Claims
- 1. An apparatus in a pipeline microprocessor for avoiding a pipeline stall caused by a load instruction, the microprocessor including execution units, the apparatus comprising:
first dispatch logic, configured to request from a cache data specified by the load instruction, to receive from said cache an indication that said data is not presently available from said cache, and to provide the load instruction and a tag identifying said unavailable data to one of the execution units; and second dispatch logic in each of the execution units, coupled to said cache, configured to monitor a bus coupling said cache and the execution units to detect a valid match of said tag which indicates said data is now available from said cache, to obtain said data from said cache in response to detecting said valid match of said tag, and to dispatch the load instruction and said data for execution in response to obtaining said data from said cache.
- 2. The apparatus of claim 1, wherein said first dispatch logic provides the load instruction and said tag to said one of the execution units in response to said indication that said data is not presently available from said cache, rather than stalling the microprocessor pipeline to wait for the data to become available from said cache.
- 3. The apparatus of claim 1, wherein said second dispatch logic dispatches the load instruction and said data for execution by a functional unit of said one of the execution units.
- 4. The apparatus of claim 3, wherein said functional unit is configured to move said data into a register maintained by the execution unit.
- 5. The apparatus of claim 3, wherein said functional unit is configured to perform an operation specified by the load instruction to generate a result.
- 6. The apparatus of claim 3, wherein said operation comprises an integer arithmetic operation.
- 7. The apparatus of claim 3, wherein said operation comprises a floating-point arithmetic operation.
- 8. The apparatus of claim 3, wherein said operation comprises a packed arithmetic operation.
- 9. The apparatus of claim 8, wherein said operation comprises an MMX packed arithmetic operation.
- 10. The apparatus of claim 8, wherein said operation comprises an SSE packed arithmetic operation.
- 11. The apparatus of claim 1, wherein said first dispatch logic is further configured to determine to which of the execution units to provide the load instruction for execution.
- 12. The apparatus of claim 11, wherein said first dispatch logic determines to which of the execution units to provide the load instruction for execution based on a type of the load instruction.
- 13. The apparatus of claim 11, wherein said first dispatch logic determines to which of the execution units to provide the load instruction for execution based on a current workload of the execution units.

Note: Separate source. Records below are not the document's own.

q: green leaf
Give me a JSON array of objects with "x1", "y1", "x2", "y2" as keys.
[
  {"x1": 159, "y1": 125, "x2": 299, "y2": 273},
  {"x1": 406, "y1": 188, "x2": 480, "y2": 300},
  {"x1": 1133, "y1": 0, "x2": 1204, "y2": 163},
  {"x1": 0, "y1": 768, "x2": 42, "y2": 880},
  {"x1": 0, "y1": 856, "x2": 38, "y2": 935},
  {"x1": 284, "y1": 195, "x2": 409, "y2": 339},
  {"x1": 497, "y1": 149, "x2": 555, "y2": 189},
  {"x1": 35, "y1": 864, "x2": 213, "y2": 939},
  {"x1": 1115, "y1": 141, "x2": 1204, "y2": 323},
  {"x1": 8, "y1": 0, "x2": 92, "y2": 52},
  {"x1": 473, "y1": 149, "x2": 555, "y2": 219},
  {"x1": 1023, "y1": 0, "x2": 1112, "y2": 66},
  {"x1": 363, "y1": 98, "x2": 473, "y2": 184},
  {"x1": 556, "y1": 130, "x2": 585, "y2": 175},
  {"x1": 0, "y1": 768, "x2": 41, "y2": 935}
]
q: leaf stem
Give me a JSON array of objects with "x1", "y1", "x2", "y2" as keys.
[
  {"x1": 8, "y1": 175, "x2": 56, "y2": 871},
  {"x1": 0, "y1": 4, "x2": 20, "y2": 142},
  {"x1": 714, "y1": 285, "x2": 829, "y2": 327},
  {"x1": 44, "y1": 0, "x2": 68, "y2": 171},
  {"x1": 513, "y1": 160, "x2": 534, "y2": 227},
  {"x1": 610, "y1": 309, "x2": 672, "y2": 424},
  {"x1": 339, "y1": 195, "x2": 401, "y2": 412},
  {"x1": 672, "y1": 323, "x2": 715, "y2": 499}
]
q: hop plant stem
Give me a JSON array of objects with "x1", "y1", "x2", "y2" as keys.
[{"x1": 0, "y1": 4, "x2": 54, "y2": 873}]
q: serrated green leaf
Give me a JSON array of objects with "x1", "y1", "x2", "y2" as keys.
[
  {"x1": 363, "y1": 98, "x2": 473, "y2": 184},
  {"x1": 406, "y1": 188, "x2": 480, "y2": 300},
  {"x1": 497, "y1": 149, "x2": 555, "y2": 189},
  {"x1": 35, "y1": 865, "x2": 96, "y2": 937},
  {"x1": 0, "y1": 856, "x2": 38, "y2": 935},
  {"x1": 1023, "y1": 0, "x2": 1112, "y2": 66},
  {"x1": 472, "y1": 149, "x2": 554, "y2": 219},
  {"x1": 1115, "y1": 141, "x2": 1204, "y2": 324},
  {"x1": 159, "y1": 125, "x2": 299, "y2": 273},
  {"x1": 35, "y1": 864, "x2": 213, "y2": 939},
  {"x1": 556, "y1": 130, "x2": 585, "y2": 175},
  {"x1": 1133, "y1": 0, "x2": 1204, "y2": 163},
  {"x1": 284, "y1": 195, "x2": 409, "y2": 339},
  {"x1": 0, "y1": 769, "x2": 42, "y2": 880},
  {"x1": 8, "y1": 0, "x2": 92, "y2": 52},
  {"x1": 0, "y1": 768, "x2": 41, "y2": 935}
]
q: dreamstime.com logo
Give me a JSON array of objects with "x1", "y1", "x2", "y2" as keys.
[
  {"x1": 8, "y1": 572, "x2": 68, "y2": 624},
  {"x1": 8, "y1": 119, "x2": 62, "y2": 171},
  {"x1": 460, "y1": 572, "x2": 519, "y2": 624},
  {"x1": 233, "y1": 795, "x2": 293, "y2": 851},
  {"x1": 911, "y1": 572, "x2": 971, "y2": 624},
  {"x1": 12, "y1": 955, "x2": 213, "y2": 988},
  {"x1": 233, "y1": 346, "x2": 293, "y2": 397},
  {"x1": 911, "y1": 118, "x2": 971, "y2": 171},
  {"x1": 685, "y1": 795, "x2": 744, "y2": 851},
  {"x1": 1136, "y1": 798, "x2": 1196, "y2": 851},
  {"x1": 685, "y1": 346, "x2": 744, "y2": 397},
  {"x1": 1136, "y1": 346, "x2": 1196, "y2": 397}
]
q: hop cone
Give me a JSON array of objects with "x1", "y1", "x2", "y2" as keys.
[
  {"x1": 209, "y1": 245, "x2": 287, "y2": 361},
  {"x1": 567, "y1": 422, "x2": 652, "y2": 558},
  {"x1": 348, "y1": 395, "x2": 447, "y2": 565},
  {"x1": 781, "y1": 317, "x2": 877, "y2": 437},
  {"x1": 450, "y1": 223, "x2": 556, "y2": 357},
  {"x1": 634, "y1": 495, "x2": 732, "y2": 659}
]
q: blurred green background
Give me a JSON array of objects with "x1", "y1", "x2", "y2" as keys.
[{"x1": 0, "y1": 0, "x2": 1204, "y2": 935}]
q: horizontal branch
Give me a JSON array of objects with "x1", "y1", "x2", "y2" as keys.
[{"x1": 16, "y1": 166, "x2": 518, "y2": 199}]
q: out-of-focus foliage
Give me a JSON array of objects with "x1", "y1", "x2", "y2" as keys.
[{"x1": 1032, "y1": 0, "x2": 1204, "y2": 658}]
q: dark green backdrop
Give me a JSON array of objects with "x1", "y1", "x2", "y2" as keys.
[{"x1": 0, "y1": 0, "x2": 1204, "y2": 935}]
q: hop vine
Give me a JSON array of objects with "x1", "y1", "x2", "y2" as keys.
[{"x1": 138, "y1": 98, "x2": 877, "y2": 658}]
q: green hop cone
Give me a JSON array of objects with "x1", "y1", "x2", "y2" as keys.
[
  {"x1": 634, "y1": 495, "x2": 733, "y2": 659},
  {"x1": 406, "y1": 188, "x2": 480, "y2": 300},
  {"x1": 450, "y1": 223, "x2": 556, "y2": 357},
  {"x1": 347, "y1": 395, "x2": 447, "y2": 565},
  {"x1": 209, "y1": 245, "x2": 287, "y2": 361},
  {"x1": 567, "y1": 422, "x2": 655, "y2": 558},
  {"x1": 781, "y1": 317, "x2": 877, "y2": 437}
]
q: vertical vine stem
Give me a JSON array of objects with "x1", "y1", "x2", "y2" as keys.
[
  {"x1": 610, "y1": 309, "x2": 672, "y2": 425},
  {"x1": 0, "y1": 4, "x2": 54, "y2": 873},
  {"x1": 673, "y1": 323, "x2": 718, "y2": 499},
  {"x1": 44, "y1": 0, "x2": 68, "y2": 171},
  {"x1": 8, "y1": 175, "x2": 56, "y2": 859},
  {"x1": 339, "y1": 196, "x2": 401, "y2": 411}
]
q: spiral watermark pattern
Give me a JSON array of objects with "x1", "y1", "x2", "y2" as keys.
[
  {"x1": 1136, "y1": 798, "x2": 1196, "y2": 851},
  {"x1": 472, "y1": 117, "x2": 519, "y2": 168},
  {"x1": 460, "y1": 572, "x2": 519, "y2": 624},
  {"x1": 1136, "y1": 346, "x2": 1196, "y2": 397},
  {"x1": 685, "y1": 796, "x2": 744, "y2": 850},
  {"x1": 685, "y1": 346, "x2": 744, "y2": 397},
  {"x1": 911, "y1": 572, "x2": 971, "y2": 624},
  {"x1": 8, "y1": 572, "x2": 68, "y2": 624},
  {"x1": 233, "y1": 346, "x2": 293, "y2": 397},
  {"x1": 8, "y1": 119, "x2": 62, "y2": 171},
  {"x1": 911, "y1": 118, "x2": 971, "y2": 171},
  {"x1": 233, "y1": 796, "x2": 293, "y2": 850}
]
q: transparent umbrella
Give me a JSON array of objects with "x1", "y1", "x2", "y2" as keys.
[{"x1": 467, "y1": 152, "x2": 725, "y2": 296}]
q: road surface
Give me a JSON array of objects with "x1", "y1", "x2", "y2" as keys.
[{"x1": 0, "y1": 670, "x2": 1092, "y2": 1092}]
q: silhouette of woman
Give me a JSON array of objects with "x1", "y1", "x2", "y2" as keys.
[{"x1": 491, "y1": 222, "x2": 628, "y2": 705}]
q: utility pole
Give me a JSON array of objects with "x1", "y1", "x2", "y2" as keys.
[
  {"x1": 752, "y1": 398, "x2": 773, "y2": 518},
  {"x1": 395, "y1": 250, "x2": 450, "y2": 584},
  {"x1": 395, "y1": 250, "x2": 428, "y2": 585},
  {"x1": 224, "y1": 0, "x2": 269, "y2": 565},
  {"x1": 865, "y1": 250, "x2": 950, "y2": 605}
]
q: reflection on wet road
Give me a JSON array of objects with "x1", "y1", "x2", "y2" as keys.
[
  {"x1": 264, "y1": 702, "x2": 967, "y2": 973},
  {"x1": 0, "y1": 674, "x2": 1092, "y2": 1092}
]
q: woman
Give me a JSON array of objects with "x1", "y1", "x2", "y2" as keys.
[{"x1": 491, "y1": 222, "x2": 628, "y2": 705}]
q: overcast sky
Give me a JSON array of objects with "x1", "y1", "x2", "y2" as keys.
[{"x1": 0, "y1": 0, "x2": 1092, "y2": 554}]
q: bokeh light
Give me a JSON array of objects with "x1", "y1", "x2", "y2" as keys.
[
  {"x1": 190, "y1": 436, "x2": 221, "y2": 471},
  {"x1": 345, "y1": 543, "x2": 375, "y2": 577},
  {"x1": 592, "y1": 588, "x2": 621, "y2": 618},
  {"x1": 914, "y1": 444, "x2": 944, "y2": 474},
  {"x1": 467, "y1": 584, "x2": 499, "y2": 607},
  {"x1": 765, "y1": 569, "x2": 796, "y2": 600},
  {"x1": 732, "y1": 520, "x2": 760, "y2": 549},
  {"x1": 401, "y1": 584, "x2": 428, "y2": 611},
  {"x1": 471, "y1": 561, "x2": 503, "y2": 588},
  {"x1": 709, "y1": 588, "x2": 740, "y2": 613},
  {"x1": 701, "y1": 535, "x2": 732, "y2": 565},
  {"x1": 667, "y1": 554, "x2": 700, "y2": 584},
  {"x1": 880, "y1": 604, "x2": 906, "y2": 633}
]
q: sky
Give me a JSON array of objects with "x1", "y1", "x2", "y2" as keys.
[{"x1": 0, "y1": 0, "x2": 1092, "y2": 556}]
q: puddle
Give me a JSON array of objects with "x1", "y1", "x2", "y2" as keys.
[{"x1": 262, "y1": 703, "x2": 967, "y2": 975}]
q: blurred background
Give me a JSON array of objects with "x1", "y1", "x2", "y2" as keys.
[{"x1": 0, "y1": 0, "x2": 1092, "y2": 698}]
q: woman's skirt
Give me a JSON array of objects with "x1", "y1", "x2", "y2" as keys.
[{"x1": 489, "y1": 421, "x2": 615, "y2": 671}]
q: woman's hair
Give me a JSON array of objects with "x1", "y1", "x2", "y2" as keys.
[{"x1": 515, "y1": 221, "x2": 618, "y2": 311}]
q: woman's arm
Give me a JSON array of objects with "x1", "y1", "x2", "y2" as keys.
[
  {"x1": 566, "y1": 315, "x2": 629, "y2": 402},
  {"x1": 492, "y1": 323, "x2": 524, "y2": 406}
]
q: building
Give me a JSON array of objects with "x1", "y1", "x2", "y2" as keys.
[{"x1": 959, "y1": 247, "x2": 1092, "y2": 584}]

- 14. The apparatus of claim 1, further comprising:
an instruction queue, in each of the execution units, configured to store a plurality of the load instruction and said tag received from said first dispatch logic.
- 15. The apparatus of claim 14, wherein said instruction queue is also configured to store a plurality of said data obtained from said cache.
- 16. The apparatus of claim 15, wherein said instruction queue is also configured to store a plurality of valid indicators associated with said plurality of said data, each for indicating whether said data is valid.
- 17. The apparatus of claim 16, wherein if said first dispatch logic receives from said cache said indication that said data is not presently available from said cache, said first dispatch logic also stores a value in said valid indicator to indicate said data is invalid along with providing the load instruction and said tag to said one of the execution units.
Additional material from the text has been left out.